Given two nonempty and disjoint intersections of closed and convex subsets, we look for a best approximation pair relative to them, i.e., a pair of points, one in each intersection, attaining the minimum distance between the disjoint intersections. We propose an iterative process based on projections onto the subsets which generate the intersections. The process is inspired by the Halpern-Lions-Wittmann-Bauschke algorithm and the classical alternating process of Cheney and Goldstein, and its advantage is that there is no need to project onto the intersections themselves, a task which can be rather demanding. We prove that under certain conditions the two interlaced subsequences converge to a best approximation pair. These conditions hold, in particular, when the space is Euclidean and the subsets which generate the intersections are compact and strictly convex. Our result extends the one of Aharoni, Censor and Jiang ["Finding a best approximation pair of points for two polyhedra", Computational Optimization and Applications 71 (2018), 509--523] who considered the case of finite-dimensional polyhedra.

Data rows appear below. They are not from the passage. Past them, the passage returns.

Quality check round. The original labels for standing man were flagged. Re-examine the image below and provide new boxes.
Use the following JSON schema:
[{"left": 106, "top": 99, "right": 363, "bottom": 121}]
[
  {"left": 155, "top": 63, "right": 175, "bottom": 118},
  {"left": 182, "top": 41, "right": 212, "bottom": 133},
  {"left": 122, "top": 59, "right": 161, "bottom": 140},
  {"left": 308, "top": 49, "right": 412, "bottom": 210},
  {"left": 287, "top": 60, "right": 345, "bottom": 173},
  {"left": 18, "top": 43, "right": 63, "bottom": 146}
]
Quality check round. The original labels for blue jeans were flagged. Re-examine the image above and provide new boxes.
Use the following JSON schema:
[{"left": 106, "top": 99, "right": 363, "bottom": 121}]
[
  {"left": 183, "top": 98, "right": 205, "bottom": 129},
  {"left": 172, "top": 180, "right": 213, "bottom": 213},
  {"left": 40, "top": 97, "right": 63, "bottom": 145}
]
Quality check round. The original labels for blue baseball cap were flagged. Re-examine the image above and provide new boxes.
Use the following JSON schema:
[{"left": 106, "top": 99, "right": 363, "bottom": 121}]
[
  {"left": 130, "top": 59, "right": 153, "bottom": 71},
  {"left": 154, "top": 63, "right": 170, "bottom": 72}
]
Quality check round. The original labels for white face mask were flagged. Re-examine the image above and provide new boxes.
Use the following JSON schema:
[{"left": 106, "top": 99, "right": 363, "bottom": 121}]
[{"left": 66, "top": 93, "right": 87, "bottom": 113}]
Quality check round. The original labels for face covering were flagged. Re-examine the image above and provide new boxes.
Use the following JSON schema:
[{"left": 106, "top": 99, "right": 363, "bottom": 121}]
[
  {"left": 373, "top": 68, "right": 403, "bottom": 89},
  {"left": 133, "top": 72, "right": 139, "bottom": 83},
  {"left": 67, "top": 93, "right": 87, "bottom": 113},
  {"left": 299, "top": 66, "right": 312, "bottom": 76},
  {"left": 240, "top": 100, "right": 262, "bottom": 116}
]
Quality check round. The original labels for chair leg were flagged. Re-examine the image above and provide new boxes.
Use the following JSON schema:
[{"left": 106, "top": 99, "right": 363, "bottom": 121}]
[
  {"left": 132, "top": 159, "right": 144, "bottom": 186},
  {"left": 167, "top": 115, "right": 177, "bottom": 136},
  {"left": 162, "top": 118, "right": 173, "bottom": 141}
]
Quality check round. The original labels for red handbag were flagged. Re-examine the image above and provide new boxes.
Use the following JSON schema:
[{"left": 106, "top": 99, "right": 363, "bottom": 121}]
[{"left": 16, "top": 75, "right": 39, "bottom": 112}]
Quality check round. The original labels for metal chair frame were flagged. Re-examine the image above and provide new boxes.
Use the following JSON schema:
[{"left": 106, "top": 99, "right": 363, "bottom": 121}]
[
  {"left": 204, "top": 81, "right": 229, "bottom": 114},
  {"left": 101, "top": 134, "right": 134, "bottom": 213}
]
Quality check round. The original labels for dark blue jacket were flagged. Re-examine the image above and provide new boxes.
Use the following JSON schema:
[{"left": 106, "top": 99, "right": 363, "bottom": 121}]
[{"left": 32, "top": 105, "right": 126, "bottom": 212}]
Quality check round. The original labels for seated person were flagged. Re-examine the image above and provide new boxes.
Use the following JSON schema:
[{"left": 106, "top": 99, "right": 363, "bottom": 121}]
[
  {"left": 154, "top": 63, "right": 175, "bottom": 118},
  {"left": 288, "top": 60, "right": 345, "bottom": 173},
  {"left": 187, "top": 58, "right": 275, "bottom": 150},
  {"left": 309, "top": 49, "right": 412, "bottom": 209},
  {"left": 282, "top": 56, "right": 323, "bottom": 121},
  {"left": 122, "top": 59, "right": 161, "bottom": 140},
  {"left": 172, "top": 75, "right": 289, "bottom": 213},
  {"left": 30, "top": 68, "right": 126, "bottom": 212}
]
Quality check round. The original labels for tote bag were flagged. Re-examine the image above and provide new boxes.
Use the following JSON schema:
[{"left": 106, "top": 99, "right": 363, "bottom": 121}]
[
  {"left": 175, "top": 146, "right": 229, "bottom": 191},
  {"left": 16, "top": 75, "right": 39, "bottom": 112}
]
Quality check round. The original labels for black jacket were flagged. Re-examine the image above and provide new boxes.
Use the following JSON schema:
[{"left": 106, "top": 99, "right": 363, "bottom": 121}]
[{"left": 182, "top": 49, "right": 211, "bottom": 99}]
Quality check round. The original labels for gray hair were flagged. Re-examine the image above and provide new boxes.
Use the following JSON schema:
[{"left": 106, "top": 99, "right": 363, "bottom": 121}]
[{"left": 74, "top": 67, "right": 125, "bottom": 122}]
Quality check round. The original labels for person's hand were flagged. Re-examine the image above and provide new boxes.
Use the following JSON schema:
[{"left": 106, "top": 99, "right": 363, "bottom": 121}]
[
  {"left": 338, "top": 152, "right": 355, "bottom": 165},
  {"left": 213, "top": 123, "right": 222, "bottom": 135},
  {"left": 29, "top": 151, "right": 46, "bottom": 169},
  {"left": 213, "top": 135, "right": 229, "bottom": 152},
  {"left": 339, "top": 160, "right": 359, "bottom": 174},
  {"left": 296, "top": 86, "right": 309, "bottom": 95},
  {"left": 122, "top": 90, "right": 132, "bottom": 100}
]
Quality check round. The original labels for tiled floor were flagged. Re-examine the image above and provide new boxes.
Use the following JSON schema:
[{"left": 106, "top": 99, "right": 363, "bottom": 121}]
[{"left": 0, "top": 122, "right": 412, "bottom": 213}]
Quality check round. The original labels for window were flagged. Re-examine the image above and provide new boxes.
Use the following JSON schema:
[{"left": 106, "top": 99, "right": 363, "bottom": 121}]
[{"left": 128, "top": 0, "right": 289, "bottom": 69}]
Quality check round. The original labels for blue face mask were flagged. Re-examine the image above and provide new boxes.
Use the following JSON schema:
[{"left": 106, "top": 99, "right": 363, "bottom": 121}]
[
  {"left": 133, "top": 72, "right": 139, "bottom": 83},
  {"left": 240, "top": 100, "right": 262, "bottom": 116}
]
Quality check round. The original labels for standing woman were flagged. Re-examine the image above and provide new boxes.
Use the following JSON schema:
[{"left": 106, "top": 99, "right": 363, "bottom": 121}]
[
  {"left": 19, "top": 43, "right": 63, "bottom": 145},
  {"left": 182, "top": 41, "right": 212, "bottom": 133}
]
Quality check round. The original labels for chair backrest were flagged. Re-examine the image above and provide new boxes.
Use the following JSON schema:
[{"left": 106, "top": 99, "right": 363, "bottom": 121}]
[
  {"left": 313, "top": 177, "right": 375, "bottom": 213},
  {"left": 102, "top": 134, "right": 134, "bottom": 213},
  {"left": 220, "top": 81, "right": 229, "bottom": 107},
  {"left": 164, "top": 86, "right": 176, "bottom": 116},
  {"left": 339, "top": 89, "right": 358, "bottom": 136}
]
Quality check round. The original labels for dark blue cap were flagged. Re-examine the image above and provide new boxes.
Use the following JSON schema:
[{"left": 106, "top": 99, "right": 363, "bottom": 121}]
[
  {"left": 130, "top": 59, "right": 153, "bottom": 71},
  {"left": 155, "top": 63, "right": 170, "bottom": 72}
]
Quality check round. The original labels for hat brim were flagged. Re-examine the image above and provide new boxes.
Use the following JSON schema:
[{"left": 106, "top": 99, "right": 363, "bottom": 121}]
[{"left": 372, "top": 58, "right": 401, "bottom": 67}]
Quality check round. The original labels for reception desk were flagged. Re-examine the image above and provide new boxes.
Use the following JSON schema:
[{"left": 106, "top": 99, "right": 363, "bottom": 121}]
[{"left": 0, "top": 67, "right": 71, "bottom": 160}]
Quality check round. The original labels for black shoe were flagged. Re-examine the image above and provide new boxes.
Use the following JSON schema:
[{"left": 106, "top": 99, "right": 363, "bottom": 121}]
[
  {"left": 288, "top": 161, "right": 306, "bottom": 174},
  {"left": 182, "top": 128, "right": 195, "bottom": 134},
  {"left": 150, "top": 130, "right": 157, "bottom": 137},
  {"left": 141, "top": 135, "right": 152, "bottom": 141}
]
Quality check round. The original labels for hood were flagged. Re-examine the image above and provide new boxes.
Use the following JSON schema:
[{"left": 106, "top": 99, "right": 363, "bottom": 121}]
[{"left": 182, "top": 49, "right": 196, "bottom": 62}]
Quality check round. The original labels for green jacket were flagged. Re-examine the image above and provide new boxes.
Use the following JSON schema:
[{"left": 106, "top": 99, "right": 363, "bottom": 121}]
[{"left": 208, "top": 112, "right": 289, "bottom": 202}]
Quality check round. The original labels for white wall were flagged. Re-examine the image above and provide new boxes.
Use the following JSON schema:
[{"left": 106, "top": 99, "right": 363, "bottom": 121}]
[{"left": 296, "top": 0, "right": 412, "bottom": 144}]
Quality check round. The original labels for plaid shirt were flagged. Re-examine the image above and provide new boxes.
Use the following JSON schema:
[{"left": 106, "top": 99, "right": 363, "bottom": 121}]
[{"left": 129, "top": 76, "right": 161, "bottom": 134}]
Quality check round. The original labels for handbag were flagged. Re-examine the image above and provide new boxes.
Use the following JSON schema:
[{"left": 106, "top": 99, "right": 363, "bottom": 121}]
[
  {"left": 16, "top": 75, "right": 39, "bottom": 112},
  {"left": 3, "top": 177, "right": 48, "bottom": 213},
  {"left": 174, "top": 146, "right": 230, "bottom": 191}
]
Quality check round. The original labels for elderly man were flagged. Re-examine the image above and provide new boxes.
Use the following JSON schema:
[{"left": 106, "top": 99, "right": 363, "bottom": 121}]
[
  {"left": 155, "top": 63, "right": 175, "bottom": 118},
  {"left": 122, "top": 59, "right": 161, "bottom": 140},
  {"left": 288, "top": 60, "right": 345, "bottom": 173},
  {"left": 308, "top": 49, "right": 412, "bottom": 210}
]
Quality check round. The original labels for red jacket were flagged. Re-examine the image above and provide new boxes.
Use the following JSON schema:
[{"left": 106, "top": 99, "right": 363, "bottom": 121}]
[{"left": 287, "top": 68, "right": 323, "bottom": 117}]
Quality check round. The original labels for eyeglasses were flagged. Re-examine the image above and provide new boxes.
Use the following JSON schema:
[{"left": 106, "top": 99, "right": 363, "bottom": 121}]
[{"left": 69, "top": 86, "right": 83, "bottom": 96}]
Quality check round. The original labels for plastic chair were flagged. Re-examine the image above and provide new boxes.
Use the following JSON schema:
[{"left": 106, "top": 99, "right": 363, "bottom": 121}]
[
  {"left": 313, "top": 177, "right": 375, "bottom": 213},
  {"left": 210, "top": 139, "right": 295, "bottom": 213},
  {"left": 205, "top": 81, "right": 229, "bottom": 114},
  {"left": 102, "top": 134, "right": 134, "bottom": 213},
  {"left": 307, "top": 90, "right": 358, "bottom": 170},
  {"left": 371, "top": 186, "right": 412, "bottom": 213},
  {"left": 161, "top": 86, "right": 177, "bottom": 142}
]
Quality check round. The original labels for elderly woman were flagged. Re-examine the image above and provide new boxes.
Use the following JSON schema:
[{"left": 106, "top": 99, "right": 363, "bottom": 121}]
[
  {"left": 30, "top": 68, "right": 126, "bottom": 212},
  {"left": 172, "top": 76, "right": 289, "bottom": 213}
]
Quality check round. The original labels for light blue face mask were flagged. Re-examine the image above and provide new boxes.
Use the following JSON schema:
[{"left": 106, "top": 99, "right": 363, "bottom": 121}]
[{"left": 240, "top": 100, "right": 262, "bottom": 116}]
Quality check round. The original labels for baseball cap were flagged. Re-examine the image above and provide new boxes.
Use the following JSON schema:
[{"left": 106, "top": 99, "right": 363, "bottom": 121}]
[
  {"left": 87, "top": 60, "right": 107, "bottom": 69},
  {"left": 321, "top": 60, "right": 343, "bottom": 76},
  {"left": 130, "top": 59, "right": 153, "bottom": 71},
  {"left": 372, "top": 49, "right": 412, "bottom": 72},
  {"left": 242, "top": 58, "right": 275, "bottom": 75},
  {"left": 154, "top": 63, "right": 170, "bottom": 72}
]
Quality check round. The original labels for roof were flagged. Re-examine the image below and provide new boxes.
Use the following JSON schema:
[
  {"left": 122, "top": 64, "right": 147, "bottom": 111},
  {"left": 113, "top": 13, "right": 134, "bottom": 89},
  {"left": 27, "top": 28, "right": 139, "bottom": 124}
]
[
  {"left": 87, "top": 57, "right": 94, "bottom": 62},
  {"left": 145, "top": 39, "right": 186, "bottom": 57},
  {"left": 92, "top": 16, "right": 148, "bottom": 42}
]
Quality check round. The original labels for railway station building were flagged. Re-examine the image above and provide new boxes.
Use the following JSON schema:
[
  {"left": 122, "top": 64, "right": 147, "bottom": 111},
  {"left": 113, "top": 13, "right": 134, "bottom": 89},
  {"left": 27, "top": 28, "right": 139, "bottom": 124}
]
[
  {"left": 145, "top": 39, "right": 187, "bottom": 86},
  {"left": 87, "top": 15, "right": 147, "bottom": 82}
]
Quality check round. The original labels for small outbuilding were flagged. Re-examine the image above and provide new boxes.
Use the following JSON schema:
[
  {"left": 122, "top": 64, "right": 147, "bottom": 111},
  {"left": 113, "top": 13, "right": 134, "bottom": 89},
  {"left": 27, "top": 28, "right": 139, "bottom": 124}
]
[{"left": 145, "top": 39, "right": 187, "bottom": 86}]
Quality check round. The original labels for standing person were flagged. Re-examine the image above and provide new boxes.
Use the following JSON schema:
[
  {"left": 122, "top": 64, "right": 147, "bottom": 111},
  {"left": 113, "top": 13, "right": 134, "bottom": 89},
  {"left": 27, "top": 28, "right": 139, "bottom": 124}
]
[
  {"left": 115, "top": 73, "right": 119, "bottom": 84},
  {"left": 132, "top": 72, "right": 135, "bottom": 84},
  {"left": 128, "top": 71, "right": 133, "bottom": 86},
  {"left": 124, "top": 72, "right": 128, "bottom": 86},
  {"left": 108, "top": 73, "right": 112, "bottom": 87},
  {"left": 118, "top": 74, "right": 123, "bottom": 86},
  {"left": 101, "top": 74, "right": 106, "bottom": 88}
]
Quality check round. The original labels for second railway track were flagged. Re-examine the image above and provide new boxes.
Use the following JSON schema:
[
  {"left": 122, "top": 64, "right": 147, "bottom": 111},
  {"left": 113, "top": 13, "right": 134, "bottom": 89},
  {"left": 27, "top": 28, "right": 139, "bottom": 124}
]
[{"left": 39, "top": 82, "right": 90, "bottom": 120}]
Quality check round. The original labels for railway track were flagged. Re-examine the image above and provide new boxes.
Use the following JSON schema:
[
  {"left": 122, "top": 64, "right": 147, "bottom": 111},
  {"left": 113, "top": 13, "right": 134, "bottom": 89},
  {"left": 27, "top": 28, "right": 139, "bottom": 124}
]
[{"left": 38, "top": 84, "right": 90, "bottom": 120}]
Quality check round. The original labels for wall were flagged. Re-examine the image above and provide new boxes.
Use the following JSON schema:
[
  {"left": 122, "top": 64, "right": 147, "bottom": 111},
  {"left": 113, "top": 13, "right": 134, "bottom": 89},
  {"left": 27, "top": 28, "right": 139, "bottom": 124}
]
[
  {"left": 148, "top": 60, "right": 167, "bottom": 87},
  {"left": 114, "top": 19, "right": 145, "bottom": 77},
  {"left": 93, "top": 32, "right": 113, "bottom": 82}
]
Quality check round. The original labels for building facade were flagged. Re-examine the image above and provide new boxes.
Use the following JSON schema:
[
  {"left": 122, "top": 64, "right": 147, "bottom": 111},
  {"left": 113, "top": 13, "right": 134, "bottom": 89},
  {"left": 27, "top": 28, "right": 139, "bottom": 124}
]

翻译：给定两个非空且不相交的闭凸子集的交集，我们寻找相对于它们的最佳逼近对，即分别位于两个交集中且达到不相交交集间最小距离的一对点。我们提出一种基于生成这些交集的子集投影的迭代过程。该过程受Halpern-Lions-Wittmann-Bauschke算法以及Cheney和Goldstein的经典交替过程启发，其优势在于无需直接投影到交集本身——这一任务通常相当困难。我们证明，在特定条件下，两个交织子序列收敛到最佳逼近对。这些条件在欧几里得空间且生成交集的子集为紧致严格凸集时成立。我们的结果推广了Aharoni、Censor和Jiang的结论（见《寻找两个多面体的最佳逼近点对》，Computational Optimization and Applications 71 (2018), 509--523），他们仅考虑了有限维多面体的情形。